Examples of Beneficial Microorganisms and What They DoBiology
Microorganisms may be beneficial or harmful. In agriculture or gardening, it is important that the farmer/hobbyist should strike a balance between these beneficial microorganisms and those which are harmful to succeed in growing crops. It will, however, be more desirable to enhance the growth of beneficial organisms for the sake of producing health foods.

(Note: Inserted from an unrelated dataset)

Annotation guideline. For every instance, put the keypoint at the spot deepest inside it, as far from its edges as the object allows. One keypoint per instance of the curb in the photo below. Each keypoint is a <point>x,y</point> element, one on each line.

Beneficial Microorganisms vs. Harmful Microorganisms
How will one be able to find out if the microorganism s/he is dealing with is beneficial or not? One way to find out is to see the outcome of its action on organic matter. Beneficial microorganisms cause fermentation while harmful or pathogenic microorganisms cause putrefaction. Fermentation is a process by which useful substances such as alcohol, amino acids, organic acids and antioxidants are produced. These substances are useful to man, plants, and animals. Putrefaction, on the other hand, is a process by which harmful substances such as hydrogen sulfide, foul smell due to mercaptan, ammonia, and oxidants are produced. Food poisoning can result from ingestion of these products.
Examples of Beneficial Microorganisms
What are examples of beneficial microorganisms? Among those beneficial microorganisms that are found in growing plants that are healthy for human consumption as well as in producing other useful products to man are the following:
1. Lactic acid bacteria
As the name connotes, lactic acid bacteria produce lactic acid, usually from sugars or other carbohydrates. Lactic acid is an important byproduct because it can act as a strong fertilizer, suppresses harmful microorganisms, increases rapid decomposition of organic matter, and ferments organic matter without the smell and other harmful outcomes (see tip on How to Prepare Lactic Acid Bacteria Serum).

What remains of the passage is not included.